One possibility: look at platform.node() or request.env.http_host or 
request.env.remote_addr in local_hosts.

Another: platform.system(). 

And a warning: I started out using request.is_local to, among other things, use 
sqlite instead of mysql. Its logic:

request.env.http_host.split(':',1)[0]
local_hosts = [http_host,'::1','127.0.0.1','::ffff:127.0.0.1']
request.is_local = request.env.remote_addr in local_hosts

But. I was running on a managed Rackspace server, and there was a server 
monitoring process that made requests locally. Until I figured that out, it was 
*really* confusing.

This stuff become (necessarily?) a little ad hoc. 

One other note, something you might want to anticipate from the beginning. I 
distinguish between three levels of server. My localhost environment runs 
Rocket and sqlite.

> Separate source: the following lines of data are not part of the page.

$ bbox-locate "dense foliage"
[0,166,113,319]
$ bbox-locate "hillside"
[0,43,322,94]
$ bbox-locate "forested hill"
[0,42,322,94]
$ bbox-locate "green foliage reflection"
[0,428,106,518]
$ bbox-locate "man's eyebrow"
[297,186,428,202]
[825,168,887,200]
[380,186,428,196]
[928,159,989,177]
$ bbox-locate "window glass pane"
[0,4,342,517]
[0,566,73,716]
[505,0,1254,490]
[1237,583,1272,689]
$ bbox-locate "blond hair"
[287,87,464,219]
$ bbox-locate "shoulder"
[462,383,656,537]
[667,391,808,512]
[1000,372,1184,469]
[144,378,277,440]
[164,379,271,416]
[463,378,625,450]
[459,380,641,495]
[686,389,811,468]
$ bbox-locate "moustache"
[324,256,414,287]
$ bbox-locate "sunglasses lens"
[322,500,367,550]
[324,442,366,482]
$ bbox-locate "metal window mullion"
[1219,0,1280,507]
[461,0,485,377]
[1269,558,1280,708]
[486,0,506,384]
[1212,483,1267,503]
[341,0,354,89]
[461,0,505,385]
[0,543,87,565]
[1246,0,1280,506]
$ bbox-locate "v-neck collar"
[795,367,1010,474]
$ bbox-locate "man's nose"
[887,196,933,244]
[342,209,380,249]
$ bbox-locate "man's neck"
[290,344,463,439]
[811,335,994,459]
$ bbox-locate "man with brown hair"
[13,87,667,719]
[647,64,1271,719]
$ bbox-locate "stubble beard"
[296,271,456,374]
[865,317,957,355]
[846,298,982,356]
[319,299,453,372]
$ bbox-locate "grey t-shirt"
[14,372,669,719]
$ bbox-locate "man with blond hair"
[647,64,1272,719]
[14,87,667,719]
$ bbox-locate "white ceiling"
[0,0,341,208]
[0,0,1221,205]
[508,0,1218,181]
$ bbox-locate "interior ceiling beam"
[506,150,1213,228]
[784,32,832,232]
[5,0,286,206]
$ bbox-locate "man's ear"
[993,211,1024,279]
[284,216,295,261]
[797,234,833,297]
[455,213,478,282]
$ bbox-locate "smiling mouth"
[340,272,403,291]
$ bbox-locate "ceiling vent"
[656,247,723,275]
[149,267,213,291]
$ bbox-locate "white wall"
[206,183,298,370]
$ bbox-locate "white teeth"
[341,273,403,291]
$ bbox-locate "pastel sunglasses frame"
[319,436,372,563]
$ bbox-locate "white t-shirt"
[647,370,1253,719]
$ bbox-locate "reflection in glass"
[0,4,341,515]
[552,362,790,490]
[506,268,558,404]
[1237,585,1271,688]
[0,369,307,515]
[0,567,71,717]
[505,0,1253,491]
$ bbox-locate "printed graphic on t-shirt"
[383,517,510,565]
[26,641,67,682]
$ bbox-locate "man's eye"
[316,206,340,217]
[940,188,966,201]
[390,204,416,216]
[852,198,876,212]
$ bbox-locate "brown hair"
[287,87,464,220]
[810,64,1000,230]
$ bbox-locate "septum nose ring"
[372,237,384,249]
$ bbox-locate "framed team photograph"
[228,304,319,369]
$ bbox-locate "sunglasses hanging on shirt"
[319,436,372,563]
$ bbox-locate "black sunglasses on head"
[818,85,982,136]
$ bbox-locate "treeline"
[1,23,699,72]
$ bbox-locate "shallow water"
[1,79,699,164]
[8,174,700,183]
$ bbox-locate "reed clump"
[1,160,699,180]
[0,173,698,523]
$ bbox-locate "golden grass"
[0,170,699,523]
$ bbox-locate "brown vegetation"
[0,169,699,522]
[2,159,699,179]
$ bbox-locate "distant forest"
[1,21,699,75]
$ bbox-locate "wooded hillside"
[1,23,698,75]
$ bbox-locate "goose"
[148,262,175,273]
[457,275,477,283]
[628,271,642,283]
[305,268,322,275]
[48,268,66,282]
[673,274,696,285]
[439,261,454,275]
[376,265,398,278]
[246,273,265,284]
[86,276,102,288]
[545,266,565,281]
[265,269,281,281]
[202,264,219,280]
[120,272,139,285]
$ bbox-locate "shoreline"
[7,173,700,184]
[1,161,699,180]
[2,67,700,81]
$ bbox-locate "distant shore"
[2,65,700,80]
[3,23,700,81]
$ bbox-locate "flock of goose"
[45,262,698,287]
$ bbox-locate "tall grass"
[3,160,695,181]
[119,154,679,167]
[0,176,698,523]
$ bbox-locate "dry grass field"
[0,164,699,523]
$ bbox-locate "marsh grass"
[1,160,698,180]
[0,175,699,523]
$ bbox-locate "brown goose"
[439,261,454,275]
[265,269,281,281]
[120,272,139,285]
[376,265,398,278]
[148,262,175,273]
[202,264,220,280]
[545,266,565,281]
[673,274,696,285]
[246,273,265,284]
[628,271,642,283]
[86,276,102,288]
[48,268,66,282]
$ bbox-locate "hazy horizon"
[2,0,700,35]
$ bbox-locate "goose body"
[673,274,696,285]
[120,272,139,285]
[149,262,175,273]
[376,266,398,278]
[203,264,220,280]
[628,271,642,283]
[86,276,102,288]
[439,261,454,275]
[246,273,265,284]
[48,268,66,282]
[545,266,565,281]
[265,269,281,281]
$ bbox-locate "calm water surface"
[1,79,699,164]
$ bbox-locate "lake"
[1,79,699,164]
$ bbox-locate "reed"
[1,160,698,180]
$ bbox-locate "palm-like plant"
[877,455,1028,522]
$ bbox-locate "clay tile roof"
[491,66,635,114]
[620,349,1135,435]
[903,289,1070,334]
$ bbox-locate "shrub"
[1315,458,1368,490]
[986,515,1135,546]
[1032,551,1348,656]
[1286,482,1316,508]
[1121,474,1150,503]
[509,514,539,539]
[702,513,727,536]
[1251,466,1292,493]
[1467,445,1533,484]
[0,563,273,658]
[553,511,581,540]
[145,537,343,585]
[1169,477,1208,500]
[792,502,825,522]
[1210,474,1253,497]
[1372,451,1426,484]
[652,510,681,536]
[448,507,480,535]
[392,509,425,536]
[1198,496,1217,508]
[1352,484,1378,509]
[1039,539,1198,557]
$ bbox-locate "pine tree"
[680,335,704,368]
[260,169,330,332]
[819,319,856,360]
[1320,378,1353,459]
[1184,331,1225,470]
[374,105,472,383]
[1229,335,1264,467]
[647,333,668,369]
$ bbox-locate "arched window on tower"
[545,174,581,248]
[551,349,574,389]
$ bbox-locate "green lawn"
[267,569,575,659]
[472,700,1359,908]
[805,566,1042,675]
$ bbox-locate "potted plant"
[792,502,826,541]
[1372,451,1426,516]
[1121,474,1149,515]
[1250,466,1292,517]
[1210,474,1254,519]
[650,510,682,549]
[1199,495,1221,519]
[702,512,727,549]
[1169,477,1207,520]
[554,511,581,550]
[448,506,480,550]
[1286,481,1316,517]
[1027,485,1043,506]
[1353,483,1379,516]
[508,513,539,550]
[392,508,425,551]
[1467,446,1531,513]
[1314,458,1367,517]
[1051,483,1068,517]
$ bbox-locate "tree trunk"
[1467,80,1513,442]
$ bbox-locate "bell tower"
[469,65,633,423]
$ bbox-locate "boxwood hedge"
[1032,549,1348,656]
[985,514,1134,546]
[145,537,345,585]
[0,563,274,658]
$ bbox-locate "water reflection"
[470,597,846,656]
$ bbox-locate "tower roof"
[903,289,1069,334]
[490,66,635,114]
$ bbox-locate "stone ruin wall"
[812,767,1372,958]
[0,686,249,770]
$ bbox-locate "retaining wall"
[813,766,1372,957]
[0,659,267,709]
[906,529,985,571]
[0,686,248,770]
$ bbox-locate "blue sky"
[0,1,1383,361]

My production server runs Apache and MySQL. My production 
test server is configured identically to the production server. It's where I 
initially deploy all my changes to make sure that migrations perform correctly, 
and that anything that might be dependent on the specific configuration works 
right. For that, I depend on the host name (above) when I need to make a 
distinction.

I end up creating two flags: is_production and use_sqlite. 

You may of course require something different.